Encoder Layers - Progressively smaller layers that compress the representation.
Bottleneck (Latent Space) - The compressed representation Z. Its size determines compression ratio.
Decoder Layers - Mirror of encoder, progressively expanding back to original size.
Output Layer - Same size as input. Uses sigmoid activation for normalized inputs.
The bottleneck dimension is the key hyperparameter - smaller = more compression but higher reconstruction error.

Types of Autoencoders

Several variants extend the basic autoencoder:

Denoising Autoencoder - Input is corrupted with noise; model learns to reconstruct the clean version. Produces more robust representations.
Sparse Autoencoder - Adds L1 penalty on activations, forcing most neurons to be inactive. Learns sparse, interpretable features.
Variational Autoencoder (VAE) - Encodes to a probability distribution (mean and variance) rather than a fixed point. Enables generation of new samples.
Convolutional Autoencoder - Uses Conv layers instead of Dense. Ideal for image data.
LSTM Autoencoder - Uses recurrent layers for sequence data like time series.
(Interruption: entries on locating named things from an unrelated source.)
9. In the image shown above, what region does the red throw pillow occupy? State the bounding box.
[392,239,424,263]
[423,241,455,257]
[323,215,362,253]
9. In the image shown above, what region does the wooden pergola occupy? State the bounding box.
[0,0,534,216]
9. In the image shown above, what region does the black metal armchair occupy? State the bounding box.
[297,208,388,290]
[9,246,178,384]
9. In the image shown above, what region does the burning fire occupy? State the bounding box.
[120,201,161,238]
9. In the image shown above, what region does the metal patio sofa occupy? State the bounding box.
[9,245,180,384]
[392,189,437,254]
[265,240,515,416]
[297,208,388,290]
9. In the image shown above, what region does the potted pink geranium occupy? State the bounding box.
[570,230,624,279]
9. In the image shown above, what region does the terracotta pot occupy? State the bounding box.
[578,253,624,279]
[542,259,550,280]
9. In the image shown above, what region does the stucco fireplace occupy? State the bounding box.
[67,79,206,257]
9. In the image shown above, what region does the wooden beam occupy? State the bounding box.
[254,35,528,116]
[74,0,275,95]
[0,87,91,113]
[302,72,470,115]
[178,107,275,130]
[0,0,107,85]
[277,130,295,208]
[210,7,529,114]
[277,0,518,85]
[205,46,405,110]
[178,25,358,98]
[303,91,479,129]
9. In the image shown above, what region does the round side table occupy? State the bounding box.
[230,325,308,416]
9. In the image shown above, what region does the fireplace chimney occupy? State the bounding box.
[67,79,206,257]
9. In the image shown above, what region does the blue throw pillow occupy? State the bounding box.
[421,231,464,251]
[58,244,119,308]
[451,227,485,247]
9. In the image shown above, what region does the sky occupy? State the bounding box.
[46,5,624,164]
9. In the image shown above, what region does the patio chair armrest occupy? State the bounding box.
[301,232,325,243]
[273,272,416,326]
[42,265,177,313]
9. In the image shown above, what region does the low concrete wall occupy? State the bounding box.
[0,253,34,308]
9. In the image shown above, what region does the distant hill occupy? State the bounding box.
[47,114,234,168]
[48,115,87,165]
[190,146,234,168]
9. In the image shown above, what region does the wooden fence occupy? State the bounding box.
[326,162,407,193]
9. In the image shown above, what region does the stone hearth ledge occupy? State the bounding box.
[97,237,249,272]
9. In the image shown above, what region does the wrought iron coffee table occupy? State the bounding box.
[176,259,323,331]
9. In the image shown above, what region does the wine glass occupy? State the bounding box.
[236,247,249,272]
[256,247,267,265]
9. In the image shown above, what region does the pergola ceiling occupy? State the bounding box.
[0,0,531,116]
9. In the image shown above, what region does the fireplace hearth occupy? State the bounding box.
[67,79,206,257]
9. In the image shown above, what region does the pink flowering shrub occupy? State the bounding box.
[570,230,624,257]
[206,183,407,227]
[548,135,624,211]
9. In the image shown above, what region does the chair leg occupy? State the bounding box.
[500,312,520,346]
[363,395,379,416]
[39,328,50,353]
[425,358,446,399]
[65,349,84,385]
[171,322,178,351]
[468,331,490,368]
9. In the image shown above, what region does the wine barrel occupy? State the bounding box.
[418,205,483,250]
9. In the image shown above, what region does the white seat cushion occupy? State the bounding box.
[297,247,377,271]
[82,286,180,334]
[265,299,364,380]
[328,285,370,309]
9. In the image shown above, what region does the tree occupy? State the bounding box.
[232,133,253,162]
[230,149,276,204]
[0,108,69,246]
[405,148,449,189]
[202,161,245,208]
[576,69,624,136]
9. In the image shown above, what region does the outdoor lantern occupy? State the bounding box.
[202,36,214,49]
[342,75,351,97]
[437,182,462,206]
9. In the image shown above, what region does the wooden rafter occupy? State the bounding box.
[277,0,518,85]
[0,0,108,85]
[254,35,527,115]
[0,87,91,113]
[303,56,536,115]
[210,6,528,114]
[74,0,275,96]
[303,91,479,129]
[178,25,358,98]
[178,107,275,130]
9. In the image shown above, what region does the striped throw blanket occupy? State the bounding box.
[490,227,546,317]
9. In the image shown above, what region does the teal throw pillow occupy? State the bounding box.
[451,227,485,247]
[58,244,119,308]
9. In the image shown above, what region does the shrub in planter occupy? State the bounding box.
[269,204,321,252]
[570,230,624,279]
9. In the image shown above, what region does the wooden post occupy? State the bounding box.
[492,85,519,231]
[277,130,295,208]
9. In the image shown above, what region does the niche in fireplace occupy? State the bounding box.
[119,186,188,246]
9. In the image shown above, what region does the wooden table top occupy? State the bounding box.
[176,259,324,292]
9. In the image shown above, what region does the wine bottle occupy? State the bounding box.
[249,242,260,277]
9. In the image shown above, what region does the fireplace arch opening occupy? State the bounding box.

Implementing an Autoencoder in Python

Complete autoencoder for MNIST digit compression using PyTorch:

python

import torch
import torch.nn as nn
import torch.optim as optim
from torch.utils.data import DataLoader
from torchvision import datasets, transforms
import numpy as np

# ---- Define Autoencoder ----
class Autoencoder(nn.Module):
    def __init__(self, input_dim=784, latent_dim=32):
        super().__init__()
        # Encoder
        self.encoder = nn.Sequential(
            nn.Linear(input_dim, 256),
            nn.ReLU(),
            nn.Linear(256, 64),
            nn.ReLU(),
            nn.Linear(64, latent_dim),
        )
        # Decoder
        self.decoder = nn.Sequential(
            nn.Linear(latent_dim, 64),
            nn.ReLU(),
            nn.Linear(64, 256),
            nn.ReLU(),
            nn.Linear(256, input_dim),
            nn.Sigmoid(),  # Output in [0,1] for normalized images
        )

    def forward(self, x):
        z = self.encoder(x)
        return self.decoder(z)

    def encode(self, x):
        return self.encoder(x)

# ---- Load MNIST ----
transform = transforms.Compose([transforms.ToTensor(), transforms.Lambda(lambda x: x.view(-1))])
train_data = datasets.MNIST('./data', train=True, download=True, transform=transform)
loader = DataLoader(train_data, batch_size=256, shuffle=True)

# ---- Train ----
device = torch.device('cuda' if torch.cuda.is_available() else 'cpu')
model = Autoencoder(input_dim=784, latent_dim=32).to(device)
optimizer = optim.Adam(model.parameters(), lr=1e-3)
criterion = nn.MSELoss()

for epoch in range(10):
    total_loss = 0
    for batch, _ in loader:
        batch = batch.to(device)
        output = model(batch)
        loss = criterion(output, batch)
        optimizer.zero_grad()
        loss.backward()
        optimizer.step()
        total_loss += loss.item()
    print(f"Epoch {epoch+1}/10 | Loss: {total_loss/len(loader):.6f}")

print(f"\nCompression: 784 -> 32 dimensions ({784/32:.0f}x reduction)")

Anomaly Detection with Autoencoders

One of the most powerful applications of autoencoders is anomaly detection:

1. Train the autoencoder on normal data only 2. For new data, compute the reconstruction error 3. High reconstruction error = the model has never seen this pattern = anomaly

This works because the autoencoder learns to efficiently reconstruct normal patterns. Anomalies, being unlike anything in training, are reconstructed poorly.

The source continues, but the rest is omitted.